Abstract
Neurogenic tumours of the mediastinum in adults occur most often at the posterior mediastinum, majority of which are benign of nerve sheath in origin. A 72-year-old woman, known asthmatic, presented with chronic symptoms of hoarseness, dysphagia, chest heaviness, easy fatigability, cough, epigastric pain, feeling of abdominal fullness and choking with food intake and at a supine position. Treated for other disorders, routine chest X-ray incidentally found a homogenous convex radiodensity at the right paratracheal area; mass which was also observed with CT and 18F-fludeoxyglucose-positron emission tomography/CT scan studies. Mediastinoscopy with biopsy showed spindle to plump cells with strong S100 positivity. Thoracoscopic surgery done to completely excise the mass found it to be benign schwannoma.
Keywords: neural sheath tumour, neurilemmoma, schwannoma
Background
Previous medical history in a patient is important in history taking. However, in patients who are presenting with common symptoms attributable to the medical history, refractory to usual treatment and additional atypical presentations should prompt the search of another possible diagnosis.
In this case report, we describe the importance of increased suspicion for another possible diagnosis. In this case, a mass was undetected early on in a patient known to have asthma and gastro-oesophageal reflux disease with multiple chronic progressive and refractory symptoms.
Case presentation
A 72-year-old woman, known asthmatic, was incidentally found to have a homogeneous convex radiodensity at the right paratracheal area during routine chest X-ray. She had been chronically complaining of hoarseness, dysphagia, easy fatigability, chest heaviness, cough, epigastric pain with sour taste in the mouth, feeling of abdominal fullness and choking with food intake and at a supine position. She had medical history of asthma, gastrointestinal gastro-oesophageal reflux disease, hepatitis B carrier and goitre. Her mother died of hepatocellular carcinoma and her father died of thyroid cancer and tuberculosis. She is a non-smoker, non-alcoholic beverage drinker and denied illicit drug use.
Investigations
Prior to the chest X-ray with positive finding, upper gastrointestinal series, chest X-ray, two-dimensional echocardiography, dobutamine stress test and CT angiogram done were essentially normal. She was treated with salbutamol and proton pump inhibitor, both of which provided only temporary relief of the cough and choking sensation.
With the latest chest X-ray finding, CT scan with contrast was done which showed 3.4×3.3×5.0 cm (AP x W x H) non-enhancing ovoid density with central hypodense area along the right paratracheal region (figure 1). 18F-fludeoxyglucose-positron emission tomography (FDG-PET)/CT scan was then done which showed mildly enhancing soft tissue density with central area of necrosis in the right paratracheal region measuring 4.1×3.8×4.9 cm.
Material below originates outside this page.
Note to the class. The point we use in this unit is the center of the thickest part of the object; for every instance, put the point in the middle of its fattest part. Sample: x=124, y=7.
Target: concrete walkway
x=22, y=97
The said density was noted to mildly efface the brachiocephalic veins, brachiocephalic artery, left common carotid and left subclavian artery. No invasion or significant compression of vessels was noted. The trachea and mainstem bronchi are patent with no endobronchial lesion seen. The lesion was noted to have increased FDG uptake except centrally. Also, thyroid function tests done were normal.
Figure 1.
Imaging studies. In the chest X-ray, encircled is the right paratracheal mass. CT chest with contrast also showed this non-enhancing ovoid density with central hypodensity.
Differential diagnosis
Given the age, the previous medical history of tuberculosis and goitre, the family history of her father’s thyroid cancer and the presence of central necrosis with above studies, the differential diagnoses were lymphoma, ectopic thyroid mass, tuberculoma and sarcoidosis.
Treatment
Biopsy was then the next approach. Options presented to the patient were endobronchial ultrasound-guided transbronchial needle aspiration (EBUS-TBNA), mediastinoscopy and video-assisted thoracoscopic surgery (VATS) with possible thoracotomy.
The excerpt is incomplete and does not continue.